Al fin la Real Academia de la Lengua parió una palabra que nos define totalmente a los colombianos y que hasta el momento la estamos sacando del clóset: la aporofobia. Léase y entiéndase rechazo a los pobres. Se está utilizando actualmente a raíz de la inmigración de venezolanos y se asocia con la xenofobia... O sea, estamos padeciendo de esa fobia, ya a la luz pública, pero lo que olvidamos es que los colombianos la padecemos desde que Cristóbal Colón, por buscar las Indias, se encontró con los indios, y ahí empezó todo.
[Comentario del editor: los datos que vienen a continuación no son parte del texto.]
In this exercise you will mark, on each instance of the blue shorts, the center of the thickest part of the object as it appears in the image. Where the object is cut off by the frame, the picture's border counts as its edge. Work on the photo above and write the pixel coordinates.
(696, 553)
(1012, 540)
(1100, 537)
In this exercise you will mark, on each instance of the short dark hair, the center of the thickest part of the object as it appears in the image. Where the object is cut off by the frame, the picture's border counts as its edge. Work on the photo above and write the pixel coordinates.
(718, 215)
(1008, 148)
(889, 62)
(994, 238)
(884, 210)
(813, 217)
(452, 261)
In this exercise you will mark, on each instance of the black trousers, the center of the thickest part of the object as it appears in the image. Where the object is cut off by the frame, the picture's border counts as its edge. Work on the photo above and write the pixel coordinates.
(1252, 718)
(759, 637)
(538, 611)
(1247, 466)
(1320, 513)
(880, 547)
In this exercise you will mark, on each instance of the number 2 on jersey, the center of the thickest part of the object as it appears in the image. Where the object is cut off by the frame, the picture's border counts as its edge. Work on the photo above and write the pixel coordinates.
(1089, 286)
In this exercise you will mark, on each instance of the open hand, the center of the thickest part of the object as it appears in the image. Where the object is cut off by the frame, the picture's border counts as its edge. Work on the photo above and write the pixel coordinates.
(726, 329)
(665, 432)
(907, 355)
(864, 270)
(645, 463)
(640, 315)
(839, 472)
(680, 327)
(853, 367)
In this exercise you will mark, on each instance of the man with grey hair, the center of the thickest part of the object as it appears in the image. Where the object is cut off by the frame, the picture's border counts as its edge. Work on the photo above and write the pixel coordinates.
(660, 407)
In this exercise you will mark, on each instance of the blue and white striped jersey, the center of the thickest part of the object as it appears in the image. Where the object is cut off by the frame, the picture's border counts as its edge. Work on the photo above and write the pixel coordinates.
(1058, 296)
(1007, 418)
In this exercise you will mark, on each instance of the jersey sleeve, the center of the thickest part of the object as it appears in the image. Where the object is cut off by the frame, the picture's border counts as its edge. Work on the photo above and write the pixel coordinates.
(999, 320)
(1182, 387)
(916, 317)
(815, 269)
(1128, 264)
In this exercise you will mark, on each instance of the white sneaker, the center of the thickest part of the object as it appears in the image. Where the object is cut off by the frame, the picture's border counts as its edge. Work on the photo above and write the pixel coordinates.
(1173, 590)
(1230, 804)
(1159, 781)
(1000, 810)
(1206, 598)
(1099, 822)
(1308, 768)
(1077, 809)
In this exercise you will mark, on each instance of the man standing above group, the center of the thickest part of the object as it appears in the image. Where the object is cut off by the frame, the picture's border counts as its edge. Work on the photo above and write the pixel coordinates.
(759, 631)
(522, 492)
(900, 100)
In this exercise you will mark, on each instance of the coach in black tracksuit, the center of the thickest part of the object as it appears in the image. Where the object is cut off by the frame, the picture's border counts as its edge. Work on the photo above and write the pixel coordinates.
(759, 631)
Los indígenas o autóctonos se aterrorizaron con lo que veían llegar a tierra firme: hombres-caballo con trabucos y pólvora. Trataron de rechazarlos a como diera lugar, pero fue en vano. Los españoles llegaron derecho a pernada y despojo total; a la mezcla por las buenas o por las malas. Luego llegaron los negros, rechazados por todos y tratados como animales. Incluso se llegó a creer que carecían de alma.
Si a esto le sumamos las tres cordilleras que nos estrangulan, nos separan, nos alejan en costumbres, acentos, gastronomía y gustos —¿qué tiene que ver un paisa, Ave María, pues, con un pastuso? Pues nada—, y todo lo revolvemos con la inequidad de las minorías, la mezcla de razas, y lo zarandeamos... Queda un saco de papas incompatibles al paladar.
Sumemos los desplazados. Los que nos han llegado de veredas desconocidas, después de haber sufrido los horrores de esta violencia que no respetó nada, el narcotráfico, etc., etc.
Admitámoslo. Rechazamos a los pobres, vengan de donde vengan. Los consideramos peligrosos e inferiores o, lo que es aun peor, parte del paisaje. Nos molestan desde siempre. Así como acogemos y nos abrimos de patas con los inmigrantes, exilados o visitantes ricos —aunque después nos roben—. Con ellos sí nos integramos, los invitamos y queremos imitarlos. Con ellos no tenemos ninguna fobia, ni xeno ni apo.
El comportamiento de muchos colombianos con los migrantes venezolanos ha sido vergonzoso. Los vemos por las calles, con sus cartelones, dignos en su desconcierto doloroso, y muchos aceleramos para que no lleguen a nuestras ventanillas tan cómodas, que nos protegen en una burbuja de aire acondicionado. Si acaso sacamos un billete “redentor” sin pensar en sus vidas, sus tragedias, sus historias y su valor de volver a inventarse la vida. ¡Valga reconocer, eso sí, que la Arquidiócecis de Cali ha realizado una encomiable labor!
Ni qué decir con los miles que dejaron sus campos para rebuscarse el pan sin el temor de la ráfaga. En fin. Aceptemos de una vez que sufrimos de esas pandemias y las tenemos en los genes. La Real Academia no ha descubierto nada nuevo. Lo importante es que, si queremos, podemos cambiar. ¡Una revolución individual!
Posdata: todos somos hermanos. ¡Pongo mi mano en tu mano porque tú me interesas!